Colomer Gould Veronica F, Goti Daniel, Pearce Donna, Gonzalez Guillermo A, Gao Hong, Bermudez de Leon Mario, Jenkins Nancy A, Copeland Neal G, Ross Christopher A, Brown Dale R
Department of Psychiatry, Johns Hopkins University School of Medicine, 600 N. Wolfe Street, Meyer Research Building, Room 4-158, Baltimore, MD 21287, USA.
Neurobiol Dis. 2007 Sep;27(3):362-9. doi: 10.1016/j.nbd.2007.06.005. Epub 2007 Jun 13.

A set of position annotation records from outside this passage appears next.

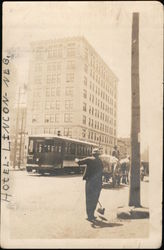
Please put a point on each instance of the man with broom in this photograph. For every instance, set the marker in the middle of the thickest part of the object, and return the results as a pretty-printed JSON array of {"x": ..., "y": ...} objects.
[{"x": 93, "y": 177}]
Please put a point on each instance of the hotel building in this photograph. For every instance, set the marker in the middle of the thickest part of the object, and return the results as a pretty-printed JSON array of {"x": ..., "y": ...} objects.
[{"x": 72, "y": 90}]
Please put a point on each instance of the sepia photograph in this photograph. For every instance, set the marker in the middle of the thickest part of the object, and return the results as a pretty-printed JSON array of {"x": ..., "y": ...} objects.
[{"x": 81, "y": 142}]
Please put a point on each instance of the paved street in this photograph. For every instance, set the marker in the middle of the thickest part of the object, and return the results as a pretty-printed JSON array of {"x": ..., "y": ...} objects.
[{"x": 54, "y": 207}]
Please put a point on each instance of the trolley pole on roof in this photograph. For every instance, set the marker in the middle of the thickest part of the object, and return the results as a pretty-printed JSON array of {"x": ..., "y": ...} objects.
[{"x": 134, "y": 196}]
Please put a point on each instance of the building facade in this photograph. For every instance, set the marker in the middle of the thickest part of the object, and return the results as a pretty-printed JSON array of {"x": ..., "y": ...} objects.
[{"x": 72, "y": 90}]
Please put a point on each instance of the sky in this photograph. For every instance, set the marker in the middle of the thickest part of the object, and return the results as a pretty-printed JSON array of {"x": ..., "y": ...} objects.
[{"x": 107, "y": 26}]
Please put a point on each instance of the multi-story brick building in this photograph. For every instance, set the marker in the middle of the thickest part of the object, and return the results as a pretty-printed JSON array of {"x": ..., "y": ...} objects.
[{"x": 72, "y": 90}]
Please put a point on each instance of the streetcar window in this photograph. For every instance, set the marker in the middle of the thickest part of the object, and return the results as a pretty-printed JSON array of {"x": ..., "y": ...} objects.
[
  {"x": 53, "y": 149},
  {"x": 85, "y": 150},
  {"x": 31, "y": 146},
  {"x": 40, "y": 148},
  {"x": 59, "y": 149}
]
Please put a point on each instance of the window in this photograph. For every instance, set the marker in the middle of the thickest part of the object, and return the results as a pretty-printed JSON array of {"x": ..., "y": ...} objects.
[
  {"x": 46, "y": 118},
  {"x": 84, "y": 119},
  {"x": 68, "y": 117},
  {"x": 51, "y": 79},
  {"x": 47, "y": 105},
  {"x": 52, "y": 66},
  {"x": 70, "y": 77},
  {"x": 55, "y": 51},
  {"x": 53, "y": 92},
  {"x": 84, "y": 107},
  {"x": 31, "y": 145},
  {"x": 67, "y": 131},
  {"x": 84, "y": 93},
  {"x": 57, "y": 105},
  {"x": 38, "y": 67},
  {"x": 86, "y": 68},
  {"x": 68, "y": 104},
  {"x": 70, "y": 65},
  {"x": 48, "y": 91},
  {"x": 39, "y": 53},
  {"x": 83, "y": 133},
  {"x": 85, "y": 81},
  {"x": 71, "y": 52},
  {"x": 57, "y": 118},
  {"x": 69, "y": 91},
  {"x": 38, "y": 80},
  {"x": 51, "y": 118},
  {"x": 58, "y": 91},
  {"x": 86, "y": 54}
]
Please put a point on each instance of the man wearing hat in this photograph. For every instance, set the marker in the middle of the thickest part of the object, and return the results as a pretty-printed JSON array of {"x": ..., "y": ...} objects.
[
  {"x": 93, "y": 177},
  {"x": 116, "y": 152}
]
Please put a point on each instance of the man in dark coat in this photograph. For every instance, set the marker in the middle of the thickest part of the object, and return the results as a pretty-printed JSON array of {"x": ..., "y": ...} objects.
[
  {"x": 93, "y": 177},
  {"x": 116, "y": 153}
]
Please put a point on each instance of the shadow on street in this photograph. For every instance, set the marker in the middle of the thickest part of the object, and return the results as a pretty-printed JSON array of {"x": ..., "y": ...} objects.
[{"x": 57, "y": 176}]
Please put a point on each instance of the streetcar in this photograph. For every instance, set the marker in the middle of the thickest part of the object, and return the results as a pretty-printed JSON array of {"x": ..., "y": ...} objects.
[{"x": 52, "y": 154}]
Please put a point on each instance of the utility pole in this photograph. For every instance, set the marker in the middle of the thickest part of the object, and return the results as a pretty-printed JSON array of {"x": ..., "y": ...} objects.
[{"x": 134, "y": 196}]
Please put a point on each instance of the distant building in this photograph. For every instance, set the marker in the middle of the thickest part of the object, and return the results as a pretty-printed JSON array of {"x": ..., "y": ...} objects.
[
  {"x": 72, "y": 90},
  {"x": 145, "y": 155},
  {"x": 124, "y": 147}
]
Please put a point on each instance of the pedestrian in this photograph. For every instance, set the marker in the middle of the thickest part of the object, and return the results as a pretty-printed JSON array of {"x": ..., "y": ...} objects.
[
  {"x": 93, "y": 177},
  {"x": 116, "y": 152}
]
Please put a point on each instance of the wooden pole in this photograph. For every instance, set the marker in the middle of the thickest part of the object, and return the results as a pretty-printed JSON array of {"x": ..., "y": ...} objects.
[{"x": 134, "y": 196}]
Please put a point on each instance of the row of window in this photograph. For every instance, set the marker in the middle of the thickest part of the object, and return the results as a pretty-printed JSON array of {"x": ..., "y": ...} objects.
[
  {"x": 52, "y": 118},
  {"x": 94, "y": 63},
  {"x": 98, "y": 125},
  {"x": 54, "y": 66}
]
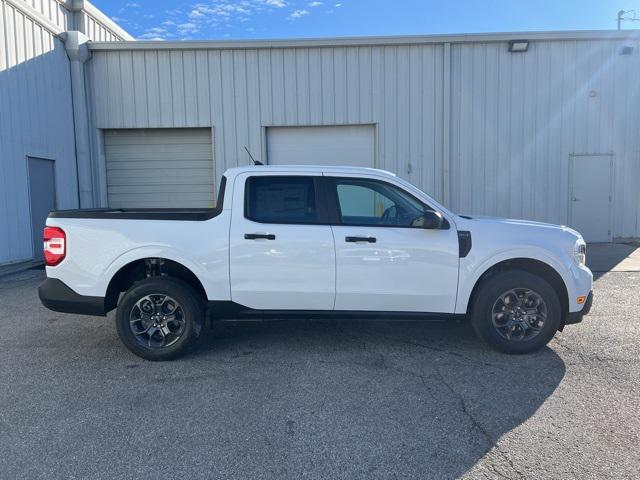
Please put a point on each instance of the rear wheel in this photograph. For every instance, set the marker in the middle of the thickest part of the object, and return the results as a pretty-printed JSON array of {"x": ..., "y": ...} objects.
[
  {"x": 516, "y": 312},
  {"x": 160, "y": 318}
]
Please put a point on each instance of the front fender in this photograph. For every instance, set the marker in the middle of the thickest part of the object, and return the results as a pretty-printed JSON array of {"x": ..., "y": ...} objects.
[{"x": 472, "y": 268}]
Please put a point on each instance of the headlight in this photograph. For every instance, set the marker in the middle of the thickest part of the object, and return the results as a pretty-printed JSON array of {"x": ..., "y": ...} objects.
[{"x": 580, "y": 252}]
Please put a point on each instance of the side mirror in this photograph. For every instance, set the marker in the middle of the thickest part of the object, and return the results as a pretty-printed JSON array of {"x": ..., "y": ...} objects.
[{"x": 430, "y": 220}]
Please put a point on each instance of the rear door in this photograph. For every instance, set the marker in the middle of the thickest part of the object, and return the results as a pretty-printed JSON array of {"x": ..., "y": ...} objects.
[
  {"x": 281, "y": 255},
  {"x": 382, "y": 262}
]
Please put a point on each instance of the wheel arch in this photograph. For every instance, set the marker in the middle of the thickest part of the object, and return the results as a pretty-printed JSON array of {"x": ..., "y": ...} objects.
[
  {"x": 142, "y": 268},
  {"x": 531, "y": 265}
]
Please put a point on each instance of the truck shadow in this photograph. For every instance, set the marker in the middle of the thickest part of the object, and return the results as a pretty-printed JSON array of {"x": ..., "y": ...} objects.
[{"x": 415, "y": 399}]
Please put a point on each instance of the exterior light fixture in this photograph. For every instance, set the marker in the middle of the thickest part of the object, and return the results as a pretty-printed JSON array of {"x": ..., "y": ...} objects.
[{"x": 518, "y": 46}]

Machado-Joseph disease also called spinocerebellar ataxia type 3 (MJD/SCA3) is a hereditary and neurodegenerative movement disorder caused by ataxin-3 with a polyglutamine expansion (mutant ataxin-3). Neuronal loss in MJD/SCA3 is associated with a mutant ataxin-3 toxic fragment. Defining mutant ataxin-3 proteolytic site(s) could facilitate the identification of the corresponding enzyme(s). Previously, we reported a mutant ataxin-3 mjd1a fragment in the brain of transgenic mice (Q71) that contained epitopes C-terminal to amino acid 220. In this study, we generated and characterized neuroblastoma cells and transgenic mice expressing mutant ataxin-3 mjd1a lacking amino acids 190-220 (deltaQ71). Less deltaQ71 than Q71 fragments were detected in the cell but not mouse model. The transgenic mice developed an MJD/SCA3-like phenotype and their brain homogenates had a fragment containing epitopes C-terminal to amino acid 220. Our results support the toxic fragment hypothesis and narrow the mutant ataxin-3 cleavage site to the N-terminus of amino acid 190.
马查多 - 约瑟夫病又称3型脊髓小脑共济失调(MJD/SCA3),是一种由ataxin - 3多聚谷氨酰胺扩增(突变型ataxin - 3)引起的遗传性神经退行性运动障碍。MJD/SCA3中的神经元丢失与突变型ataxin - 3毒性片段有关。确定突变型ataxin - 3的蛋白水解位点可能有助于鉴定相应的酶。此前,我们在转基因小鼠(Q71)的大脑中报道了一个突变型ataxin - 3 mjd1a片段,该片段包含220位氨基酸C端的表位。在本研究中,我们构建并鉴定了表达缺失190 - 220位氨基酸的突变型ataxin - 3 mjd1a(deltaQ71)的神经母细胞瘤细胞和转基因小鼠。在细胞模型而非小鼠模型中检测到的deltaQ71片段比Q71片段少。转基因小鼠出现了类似MJD/SCA3的表型,其脑匀浆中有一个包含220位氨基酸C端表位的片段。我们的结果支持毒性片段假说,并将突变型ataxin - 3的切割位点缩小到190位氨基酸的N端。